Now, since $\beta$ is invertible (it must be since it's a member of $GL(W)$), I can rewrite
the above as:
$\beta^{-1}(g)(T(\alpha (g)(v)) = T(v)$

This needs that $T: V \rightarrow W$ is an intertwining map. Can we generalize this
to any $\begin{aligned}
&\overline{L}: V \rightarrow W \\
&\overline{L}(v) \equiv 1/|G|\sum_{g \in G} \beta(g)^{-1} T \alpha(g) v
\end{aligned}$

We average the intertwining condition of $T(v)$ to produce an appropriate $\overline{L}(v)$.
Is this an intertwining?
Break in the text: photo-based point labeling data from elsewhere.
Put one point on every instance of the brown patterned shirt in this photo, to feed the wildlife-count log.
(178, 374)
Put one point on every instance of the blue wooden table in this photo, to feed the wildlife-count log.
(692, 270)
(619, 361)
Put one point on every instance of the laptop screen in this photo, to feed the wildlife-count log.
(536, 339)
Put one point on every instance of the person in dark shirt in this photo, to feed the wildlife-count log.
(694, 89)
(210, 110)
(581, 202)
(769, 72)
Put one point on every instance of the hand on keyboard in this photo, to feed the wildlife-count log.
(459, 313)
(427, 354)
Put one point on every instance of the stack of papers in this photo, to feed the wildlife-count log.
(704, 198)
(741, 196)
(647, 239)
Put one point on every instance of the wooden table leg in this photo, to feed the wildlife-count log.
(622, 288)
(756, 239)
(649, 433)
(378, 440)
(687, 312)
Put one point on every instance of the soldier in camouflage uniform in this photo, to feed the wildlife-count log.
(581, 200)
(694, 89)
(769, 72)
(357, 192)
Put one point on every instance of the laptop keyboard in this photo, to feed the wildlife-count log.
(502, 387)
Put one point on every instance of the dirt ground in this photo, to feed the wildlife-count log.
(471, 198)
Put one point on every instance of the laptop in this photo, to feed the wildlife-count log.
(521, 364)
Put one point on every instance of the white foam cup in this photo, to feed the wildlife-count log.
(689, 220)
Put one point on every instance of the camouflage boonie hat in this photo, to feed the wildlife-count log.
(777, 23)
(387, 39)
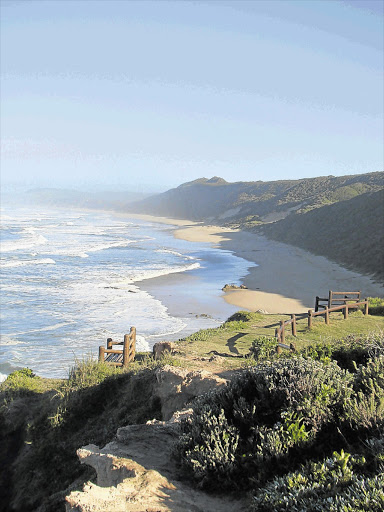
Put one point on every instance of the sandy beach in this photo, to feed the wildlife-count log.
(287, 279)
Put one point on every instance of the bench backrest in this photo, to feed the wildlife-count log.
(337, 299)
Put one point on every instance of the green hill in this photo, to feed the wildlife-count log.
(250, 202)
(341, 218)
(350, 232)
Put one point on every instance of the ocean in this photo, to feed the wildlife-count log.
(72, 278)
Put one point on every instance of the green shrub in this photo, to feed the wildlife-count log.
(336, 484)
(366, 408)
(351, 351)
(264, 413)
(375, 306)
(244, 316)
(263, 347)
(20, 383)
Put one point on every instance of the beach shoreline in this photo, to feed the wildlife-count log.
(286, 278)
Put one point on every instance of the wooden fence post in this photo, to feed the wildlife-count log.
(101, 354)
(126, 350)
(310, 319)
(132, 346)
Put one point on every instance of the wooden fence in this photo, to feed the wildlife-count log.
(280, 331)
(119, 357)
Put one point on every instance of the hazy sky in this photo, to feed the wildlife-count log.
(144, 93)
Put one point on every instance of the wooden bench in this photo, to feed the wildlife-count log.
(337, 299)
(119, 357)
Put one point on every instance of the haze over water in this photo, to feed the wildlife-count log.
(70, 279)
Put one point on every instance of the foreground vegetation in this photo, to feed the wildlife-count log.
(297, 431)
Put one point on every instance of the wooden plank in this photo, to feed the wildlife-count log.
(114, 358)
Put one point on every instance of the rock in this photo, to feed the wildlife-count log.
(178, 386)
(161, 348)
(137, 473)
(229, 287)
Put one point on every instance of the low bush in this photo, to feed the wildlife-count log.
(263, 347)
(339, 483)
(267, 417)
(376, 306)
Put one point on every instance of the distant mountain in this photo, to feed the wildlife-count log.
(338, 217)
(350, 232)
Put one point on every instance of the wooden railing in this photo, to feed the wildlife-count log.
(344, 307)
(280, 331)
(119, 357)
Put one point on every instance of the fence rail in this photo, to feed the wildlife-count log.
(119, 357)
(281, 331)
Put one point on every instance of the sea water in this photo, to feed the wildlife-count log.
(71, 278)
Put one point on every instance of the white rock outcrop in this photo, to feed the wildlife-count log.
(136, 472)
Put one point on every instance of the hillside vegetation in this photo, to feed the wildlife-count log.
(354, 230)
(338, 217)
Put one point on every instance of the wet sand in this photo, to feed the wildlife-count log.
(286, 278)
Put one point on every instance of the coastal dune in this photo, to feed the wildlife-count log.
(284, 278)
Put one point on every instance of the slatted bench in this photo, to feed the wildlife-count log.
(337, 299)
(119, 357)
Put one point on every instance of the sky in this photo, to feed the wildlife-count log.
(146, 95)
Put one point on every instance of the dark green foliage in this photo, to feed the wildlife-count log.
(263, 347)
(273, 417)
(49, 427)
(266, 413)
(349, 352)
(340, 483)
(376, 306)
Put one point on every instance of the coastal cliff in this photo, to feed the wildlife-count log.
(341, 218)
Yes, because when we compute $\beta(h)^{-1} \overline L \alpha(h)$,
the averaging trick winds up shifting the index, exactly as it does for the inner product:
$\begin{aligned}
&\beta(h)^{-1} \overline L \alpha(h) \\
&=\beta(h)^{-1} \left( \sum_{g \in G} \beta(g)^{-1} L \alpha(g) \right) \alpha(h) \\
&=\sum_{g \in G} \beta(gh)^{-1} L \alpha(gh) \\
&=\sum_{g \in G} \beta(gh)^{-1} L \alpha(gh) \\
&=\sum_{kh^{-1} \in G} \beta(kh^{-1}h)^{-1} L \alpha(kh^{-1}h) \\
&=\sum_{kh^{-1} \in G} \beta(k)^{-1} L \alpha(k) \\
&= \overline{L}
\end{aligned}$

Thus, for every linear map $L: V \rightarrow W$, if the representation $\alpha$ is not
isomorphic to the representation $\beta$, then $\overline{L} = 0$, or:
$\begin{aligned}
&\sum_{g \in G} \beta(g)^{-1} L \alpha(g) = 0 \\
&\left( \sum_{g \in G} \beta(g)^{-1} L \alpha(g) \right)[i][j] = 0[i][j] \\
&\sum_{g \in G} \beta(g)^{-1}[i][p] L[p][q] \alpha(g)[q][j] = 0[i][j] \\
&\text{($\beta$ is unitary)} \\
&\sum_{g \in G} \beta(g)*[p][i] L[p][q] \alpha(g)[q][j] = 0[i][j] \\
\end{aligned}$

The above equality holds $\begin{aligned}
&\sum_{g \in G} \beta(g)*[p][i] L[p][q] \alpha(g)[q][j] = 0[i][j] \\
&\sum_{g \in G} \beta(g)*[p][i] \delta[p][r] \delta[q][c] \alpha(g)[q][j] = 0[i][j] \\
&\sum_{g \in G} \beta(g)*[r][i] \alpha(g)[s][j] = 0[i][j] = 0\\
\end{aligned}$

This tells that we can choose any index $[r, i]$ and index $[i, j]$ and these will be orthogonal,
when viewed as vectors "along" the set of matrices.
If the representation is a one-dimensional representation/character, then we have no freedom
in indexing, and the above becomes:
$\begin{aligned}
&\sum_{g \in G} \beta(g)* \alpha(g) = 0[i][j] = 0
\end{aligned}$

Thus, different characters are all orthogonal.
- The matrix for the identity element is the identity matrix, and the size of the matrix is the size of the vector space, which is $|G|$ since there's a basis vector for each element of $G$. Thus, $r_G(1) = |G|$.
- For any other element $g \in G$, the regular representation will be a permutation matrix with no fixed points. Thus, the diagonal of the matrix is all zeros, and hence $r_G(g) = 0$.

$\begin{aligned}
& \langle r_G | \chi_\alpha \rangle = 1/|G| \sum_{g \in G} r_G(g)* \chi_\alpha(g) \\
&= 1/|G| (r_G(1) \cdot \chi_\alpha(1)) \\
&= 1/|G| (|G| \cdot 1) \\
&= 1
\end{aligned}$

Thus, the regular rep contains the other irreps, since the character of the regular rep has non-zero
inner product with irrep, and irrep characters are all orthogonal.